Waikato District Council Mayor, Allan Sanson added: “We have big plans for the future of the station, including an improvement to our park and ride facility and the relocation of the original railway station, which currently sits at Lake Puketirini, back to the new rail platform. Here it will get a new lease of life as an art museum that will proudly showcase our region’s rich history through carvings by local iwi and art by local schools.”
“Waikato District Council is proud to have worked on Te Huia and we hope that generations to come will enjoy the train service.”
Waka Kotahi NZ Transport Agency’s rail governance working group representative, Steve Mutton said his organisation was also excited about the launch.

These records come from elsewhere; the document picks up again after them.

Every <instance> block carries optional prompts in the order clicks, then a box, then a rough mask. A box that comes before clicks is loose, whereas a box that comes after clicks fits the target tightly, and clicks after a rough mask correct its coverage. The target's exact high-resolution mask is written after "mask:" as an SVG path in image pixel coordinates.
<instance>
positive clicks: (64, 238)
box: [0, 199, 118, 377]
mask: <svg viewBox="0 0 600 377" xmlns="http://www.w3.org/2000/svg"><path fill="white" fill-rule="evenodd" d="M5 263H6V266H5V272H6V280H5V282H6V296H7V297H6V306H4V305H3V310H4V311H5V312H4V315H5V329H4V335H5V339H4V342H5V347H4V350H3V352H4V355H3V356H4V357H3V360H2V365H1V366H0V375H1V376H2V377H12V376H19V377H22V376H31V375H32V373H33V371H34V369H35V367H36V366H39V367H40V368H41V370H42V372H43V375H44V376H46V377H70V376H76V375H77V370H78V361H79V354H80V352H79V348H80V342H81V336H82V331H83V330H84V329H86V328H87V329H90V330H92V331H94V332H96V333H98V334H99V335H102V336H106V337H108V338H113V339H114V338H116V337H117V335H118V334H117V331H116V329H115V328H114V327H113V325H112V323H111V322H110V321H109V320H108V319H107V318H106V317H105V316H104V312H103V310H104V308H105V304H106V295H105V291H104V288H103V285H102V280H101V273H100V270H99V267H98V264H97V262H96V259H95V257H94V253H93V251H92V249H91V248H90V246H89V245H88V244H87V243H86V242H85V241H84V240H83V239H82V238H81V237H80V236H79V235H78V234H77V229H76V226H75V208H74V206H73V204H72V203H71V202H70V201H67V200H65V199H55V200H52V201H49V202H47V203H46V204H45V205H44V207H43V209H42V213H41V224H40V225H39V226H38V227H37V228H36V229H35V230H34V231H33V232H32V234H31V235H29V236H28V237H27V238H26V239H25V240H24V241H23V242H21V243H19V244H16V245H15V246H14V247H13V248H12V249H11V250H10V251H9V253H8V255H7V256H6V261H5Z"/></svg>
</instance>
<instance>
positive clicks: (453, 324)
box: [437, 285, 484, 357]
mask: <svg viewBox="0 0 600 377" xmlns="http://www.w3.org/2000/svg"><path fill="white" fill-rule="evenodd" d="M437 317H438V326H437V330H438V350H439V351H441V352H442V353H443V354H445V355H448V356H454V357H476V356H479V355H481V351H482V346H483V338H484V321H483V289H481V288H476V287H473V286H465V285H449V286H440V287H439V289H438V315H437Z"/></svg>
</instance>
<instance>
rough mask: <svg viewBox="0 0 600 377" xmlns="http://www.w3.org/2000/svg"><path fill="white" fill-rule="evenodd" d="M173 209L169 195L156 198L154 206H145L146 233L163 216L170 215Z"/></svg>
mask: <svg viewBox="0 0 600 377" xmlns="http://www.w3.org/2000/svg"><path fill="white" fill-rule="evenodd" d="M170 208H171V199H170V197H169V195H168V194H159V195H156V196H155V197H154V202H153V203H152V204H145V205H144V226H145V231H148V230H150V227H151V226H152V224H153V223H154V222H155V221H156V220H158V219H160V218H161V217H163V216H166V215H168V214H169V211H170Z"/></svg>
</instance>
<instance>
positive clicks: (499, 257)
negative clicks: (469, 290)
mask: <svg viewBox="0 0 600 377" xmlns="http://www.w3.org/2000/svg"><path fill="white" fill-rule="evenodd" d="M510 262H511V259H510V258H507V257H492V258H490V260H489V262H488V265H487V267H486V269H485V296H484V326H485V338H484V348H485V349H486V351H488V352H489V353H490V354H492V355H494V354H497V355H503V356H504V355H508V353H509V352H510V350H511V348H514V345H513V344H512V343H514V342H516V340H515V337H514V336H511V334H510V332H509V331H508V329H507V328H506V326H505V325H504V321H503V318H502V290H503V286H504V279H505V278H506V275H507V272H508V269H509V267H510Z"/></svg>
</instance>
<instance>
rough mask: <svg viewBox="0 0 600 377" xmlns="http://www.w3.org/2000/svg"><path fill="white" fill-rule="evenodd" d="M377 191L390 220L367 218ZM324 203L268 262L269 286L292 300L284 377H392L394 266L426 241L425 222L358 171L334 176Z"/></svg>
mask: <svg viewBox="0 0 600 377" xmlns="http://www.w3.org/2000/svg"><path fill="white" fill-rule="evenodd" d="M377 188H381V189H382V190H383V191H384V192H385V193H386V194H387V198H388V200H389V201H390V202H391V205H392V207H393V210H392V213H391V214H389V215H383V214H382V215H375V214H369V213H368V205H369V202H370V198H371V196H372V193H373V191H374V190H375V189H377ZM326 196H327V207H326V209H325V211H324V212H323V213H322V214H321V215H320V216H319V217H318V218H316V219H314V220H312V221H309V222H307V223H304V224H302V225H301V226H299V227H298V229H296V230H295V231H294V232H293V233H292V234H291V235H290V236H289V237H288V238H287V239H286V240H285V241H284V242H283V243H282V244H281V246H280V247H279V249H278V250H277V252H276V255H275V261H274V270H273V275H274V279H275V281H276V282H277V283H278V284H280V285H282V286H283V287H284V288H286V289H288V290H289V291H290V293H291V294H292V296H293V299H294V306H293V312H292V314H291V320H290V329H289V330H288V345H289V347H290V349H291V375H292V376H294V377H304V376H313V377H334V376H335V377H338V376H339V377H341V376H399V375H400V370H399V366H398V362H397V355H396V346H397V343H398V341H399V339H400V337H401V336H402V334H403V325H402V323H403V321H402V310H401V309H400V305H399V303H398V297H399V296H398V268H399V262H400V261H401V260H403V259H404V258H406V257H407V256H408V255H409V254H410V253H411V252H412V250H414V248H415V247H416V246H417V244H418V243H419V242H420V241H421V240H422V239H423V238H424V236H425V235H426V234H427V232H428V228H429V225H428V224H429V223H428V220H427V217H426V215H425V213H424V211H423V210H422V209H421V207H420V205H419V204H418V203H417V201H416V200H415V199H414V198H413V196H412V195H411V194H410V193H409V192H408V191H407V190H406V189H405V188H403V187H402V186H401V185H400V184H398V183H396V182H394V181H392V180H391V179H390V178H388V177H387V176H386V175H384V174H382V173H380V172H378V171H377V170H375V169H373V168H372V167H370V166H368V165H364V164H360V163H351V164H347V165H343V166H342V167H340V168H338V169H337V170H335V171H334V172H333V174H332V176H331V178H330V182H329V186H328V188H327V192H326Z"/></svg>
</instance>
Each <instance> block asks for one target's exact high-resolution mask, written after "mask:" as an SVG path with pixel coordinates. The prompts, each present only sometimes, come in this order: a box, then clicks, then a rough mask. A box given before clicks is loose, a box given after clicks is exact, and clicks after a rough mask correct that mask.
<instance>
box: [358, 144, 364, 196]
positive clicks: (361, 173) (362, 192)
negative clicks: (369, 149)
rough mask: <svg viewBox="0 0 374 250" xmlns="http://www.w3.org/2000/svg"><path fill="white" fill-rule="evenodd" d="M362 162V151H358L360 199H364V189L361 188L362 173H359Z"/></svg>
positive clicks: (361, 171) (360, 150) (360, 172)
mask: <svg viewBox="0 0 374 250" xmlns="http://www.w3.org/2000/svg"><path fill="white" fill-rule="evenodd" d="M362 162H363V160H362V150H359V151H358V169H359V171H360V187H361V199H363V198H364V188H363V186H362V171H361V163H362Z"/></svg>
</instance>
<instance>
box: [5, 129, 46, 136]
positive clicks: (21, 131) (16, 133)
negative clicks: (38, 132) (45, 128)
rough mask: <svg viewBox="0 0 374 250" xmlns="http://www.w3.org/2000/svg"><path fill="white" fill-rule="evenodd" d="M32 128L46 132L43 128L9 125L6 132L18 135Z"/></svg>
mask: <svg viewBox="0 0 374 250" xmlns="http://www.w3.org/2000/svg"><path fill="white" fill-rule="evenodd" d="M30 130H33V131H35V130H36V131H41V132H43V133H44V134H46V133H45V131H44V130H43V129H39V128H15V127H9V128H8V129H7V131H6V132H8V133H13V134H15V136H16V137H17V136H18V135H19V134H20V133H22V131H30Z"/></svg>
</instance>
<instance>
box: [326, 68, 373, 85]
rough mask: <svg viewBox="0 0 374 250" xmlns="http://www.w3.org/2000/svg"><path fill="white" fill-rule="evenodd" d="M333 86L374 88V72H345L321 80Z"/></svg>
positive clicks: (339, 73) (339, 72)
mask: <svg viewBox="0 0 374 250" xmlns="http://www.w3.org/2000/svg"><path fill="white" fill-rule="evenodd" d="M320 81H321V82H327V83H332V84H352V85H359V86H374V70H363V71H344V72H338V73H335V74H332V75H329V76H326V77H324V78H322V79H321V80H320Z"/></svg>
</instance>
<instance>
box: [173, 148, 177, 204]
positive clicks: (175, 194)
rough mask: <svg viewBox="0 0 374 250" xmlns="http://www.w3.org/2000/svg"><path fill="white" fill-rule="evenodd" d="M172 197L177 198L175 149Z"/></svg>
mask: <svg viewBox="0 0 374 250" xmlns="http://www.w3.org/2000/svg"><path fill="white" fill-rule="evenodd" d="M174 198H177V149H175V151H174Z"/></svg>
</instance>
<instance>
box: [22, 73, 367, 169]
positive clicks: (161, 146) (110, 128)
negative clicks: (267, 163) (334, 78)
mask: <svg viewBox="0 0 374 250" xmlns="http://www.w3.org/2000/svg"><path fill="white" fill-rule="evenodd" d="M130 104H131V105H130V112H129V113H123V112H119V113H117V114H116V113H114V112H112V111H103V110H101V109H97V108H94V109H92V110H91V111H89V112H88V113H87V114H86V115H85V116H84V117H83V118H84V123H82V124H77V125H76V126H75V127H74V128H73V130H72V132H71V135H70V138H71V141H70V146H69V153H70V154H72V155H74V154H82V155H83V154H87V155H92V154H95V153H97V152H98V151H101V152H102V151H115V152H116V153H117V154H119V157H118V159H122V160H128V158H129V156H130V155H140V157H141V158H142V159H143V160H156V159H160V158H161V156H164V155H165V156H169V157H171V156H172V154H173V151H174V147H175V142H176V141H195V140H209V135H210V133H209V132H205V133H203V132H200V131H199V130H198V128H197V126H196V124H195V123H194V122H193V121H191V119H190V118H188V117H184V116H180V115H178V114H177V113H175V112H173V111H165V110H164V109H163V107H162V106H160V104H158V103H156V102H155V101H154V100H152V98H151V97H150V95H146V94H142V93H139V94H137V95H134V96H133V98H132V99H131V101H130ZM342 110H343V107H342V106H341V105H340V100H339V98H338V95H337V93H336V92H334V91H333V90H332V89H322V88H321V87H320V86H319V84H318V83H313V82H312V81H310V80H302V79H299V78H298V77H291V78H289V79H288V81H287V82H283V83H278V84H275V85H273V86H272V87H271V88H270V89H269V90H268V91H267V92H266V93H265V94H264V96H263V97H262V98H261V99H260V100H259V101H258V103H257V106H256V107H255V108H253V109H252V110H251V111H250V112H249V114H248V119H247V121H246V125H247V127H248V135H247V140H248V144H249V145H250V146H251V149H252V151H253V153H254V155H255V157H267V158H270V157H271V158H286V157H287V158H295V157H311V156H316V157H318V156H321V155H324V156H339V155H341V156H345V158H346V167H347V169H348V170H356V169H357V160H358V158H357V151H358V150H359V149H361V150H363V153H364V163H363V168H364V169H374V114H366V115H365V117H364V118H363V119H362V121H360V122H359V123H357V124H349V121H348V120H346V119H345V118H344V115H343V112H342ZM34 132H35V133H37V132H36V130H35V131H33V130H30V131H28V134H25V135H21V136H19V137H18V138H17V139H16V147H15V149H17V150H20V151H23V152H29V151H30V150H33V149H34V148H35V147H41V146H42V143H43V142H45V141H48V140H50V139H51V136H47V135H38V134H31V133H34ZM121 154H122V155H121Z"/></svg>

“We’ve worked alongside our partners to ensure the funding was in place for this, including the creation of the Rotokauri Transport Hub and upgrades to Frankton, Huntly and Papakura stations,” Mr Mutton said.
*Public open days
This is a chance for a sneak peek of the new Te Huia train service before it officially hits the tracks. Find out about the service, get a Bee Card and AT HOP card sorted, and jump on the train to have a look around – it’ll be parked up at the stations for the duration of the events.
- Saturday, 27 March: 10am-12pm, Raahui Pookeka | Huntly.
- Saturday, 27 March: 2pm-4pm, Frankton.
- Sunday, 28 March: 12pm-2pm, Rotokauri transport hub.
About the service
From Monday to Friday, Te Huia will depart Frankton at 5.46am and 6.28am, stopping at Rotokauri and Huntly. The return service will depart from Papakura at 4.42pm and 6.25pm. Bee Card fares are $12.20 from Hamilton and $7.80 from Huntly. Cash fares are available.
For the first few months, Te Huia will operate on select Saturdays only, starting with 17 April due to limited availability of the rail track as a result of Auckland rail project and Metro maintenance work.
More information about the service is available at tehuiatrain.co.nz.
The passenger rail service project is led by Waikato Regional Council, working with partners KiwiRail, Waka Kotahi NZ Transport Agency, Hamilton City Council, Waikato District Council, Auckland Transport and the Ministry of Transport.